Les enjeux de la lutte contre le VIH/sida se sont drastiquement transformés ces dernières années. D’une part, les progrès médicaux et thérapeutiques consacrent le nouveau paradigme du « traitement comme prévention » : une personne séropositive sous traitement ne transmet plus sexuellement le VIH. D’autre part, les stratégies de prévention intègrent l’importance des droits et de la non-discrimination des personnes séropositives et des minorités sexuelles, sans toujours y parvenir malheureusement. Aujourd’hui, il s’agit d’insister sur la nécessité d’une approche positive et globale de la santé sexuelle.
Quand l’épidémie de sida émerge sur la scène publique belge au début des années 1980, les médias soulignent immédiatement qu’elle touche particulièrement les homosexuels masculins belges et les hétérosexuels originaires d’Afrique centrale [1]. La désignation de ces « groupes à risque » va renforcer la stigmatisation déjà forte à leur égard et invisibiliser d’autres groupes, notamment les femmes. Il faudra d’ailleurs attendre 1984 pour que la possibilité d’une transmission du VIH par les femmes soit scientifiquement reconnue [2] et 1986 pour que les politiques publiques s’orientent vers une universalisation des risques. La notion de « groupe à risque » est alors remise en question au profit des « comportements à risque » et les campagnes choisissent désormais de mettre l’accent sur la responsabilisation. Chacun est censé se protéger et, afin d’éviter une moralisation, le préservatif (et non l’abstinence, comme dans d’autres pays) est promu comme l’outil permettant d’empêcher la transmission du virus [3].

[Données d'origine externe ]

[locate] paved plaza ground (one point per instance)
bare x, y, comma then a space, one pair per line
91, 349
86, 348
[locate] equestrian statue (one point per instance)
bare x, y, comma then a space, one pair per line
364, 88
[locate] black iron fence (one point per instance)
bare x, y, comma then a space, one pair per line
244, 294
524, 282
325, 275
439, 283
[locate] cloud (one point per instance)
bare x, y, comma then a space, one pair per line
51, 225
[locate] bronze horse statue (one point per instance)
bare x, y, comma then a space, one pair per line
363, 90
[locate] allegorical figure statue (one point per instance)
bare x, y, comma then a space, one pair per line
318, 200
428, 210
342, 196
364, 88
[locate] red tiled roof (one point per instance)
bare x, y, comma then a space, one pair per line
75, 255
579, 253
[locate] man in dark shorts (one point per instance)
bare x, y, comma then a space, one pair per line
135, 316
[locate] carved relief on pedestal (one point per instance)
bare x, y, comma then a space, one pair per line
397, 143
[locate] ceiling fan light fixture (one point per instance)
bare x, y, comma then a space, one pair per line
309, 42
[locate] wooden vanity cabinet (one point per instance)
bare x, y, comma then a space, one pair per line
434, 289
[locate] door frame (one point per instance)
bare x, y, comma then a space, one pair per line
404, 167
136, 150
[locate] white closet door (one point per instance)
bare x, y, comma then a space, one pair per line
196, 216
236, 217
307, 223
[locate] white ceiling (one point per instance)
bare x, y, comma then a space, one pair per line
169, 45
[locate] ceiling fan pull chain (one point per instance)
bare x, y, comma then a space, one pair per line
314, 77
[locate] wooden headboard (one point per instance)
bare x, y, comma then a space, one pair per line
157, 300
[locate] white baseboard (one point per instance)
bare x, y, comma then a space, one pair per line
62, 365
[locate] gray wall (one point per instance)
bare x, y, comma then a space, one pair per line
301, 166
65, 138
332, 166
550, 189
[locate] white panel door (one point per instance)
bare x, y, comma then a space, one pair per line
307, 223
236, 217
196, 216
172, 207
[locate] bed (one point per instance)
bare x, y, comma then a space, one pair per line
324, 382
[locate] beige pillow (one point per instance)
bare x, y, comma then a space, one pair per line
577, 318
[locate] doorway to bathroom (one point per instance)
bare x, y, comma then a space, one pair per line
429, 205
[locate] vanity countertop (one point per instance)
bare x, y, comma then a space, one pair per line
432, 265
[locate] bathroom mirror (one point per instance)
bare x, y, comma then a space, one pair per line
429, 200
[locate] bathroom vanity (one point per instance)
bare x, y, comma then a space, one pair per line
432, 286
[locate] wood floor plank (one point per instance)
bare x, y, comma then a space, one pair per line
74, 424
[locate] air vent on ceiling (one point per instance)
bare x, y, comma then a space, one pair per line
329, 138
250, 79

Parallèlement, la « lutte contre le sida » développe des campagnes insistant sur la solidarité nécessaire à l’égard des patient·e·s et l’importance de combattre les multiples discriminations qu’ils ou elles doivent affronter, que ce soit à l’hôpital, à l’école ou au travail. Elle conjugue donc très rapidement un objectif de santé publique avec celui de promotion des droits humains. D’autant que les patient·e·s s’organisent de leur côté et font reconnaître la figure du « patient-expert » afin de rééquilibrer les relations entre médecins et patients, aboutissant au principe GIPA (pour une participation accrue des personnes vivant avec le VIH, ou PVVIH) formalisé lors du Sommet de Paris en 1994 où 42 pays se sont engagés à « soutenir une plus grande participation des personnes vivant avec le VIH/SIDA à tous les niveaux [et] à stimuler la création d’un environnement politique, juridique et social favorable à la lutte contre le sida » [4]. L’implication des patient·e·s dans les politiques les concernant d’une part, la lutte contre les discriminations liées au VIH et plus globalement contre l’homophobie, le racisme et le sexisme de l’autre, se conjuguent donc pour modeler la mise en place d’une gestion « moderne-libérale » [5] de l’épidémie.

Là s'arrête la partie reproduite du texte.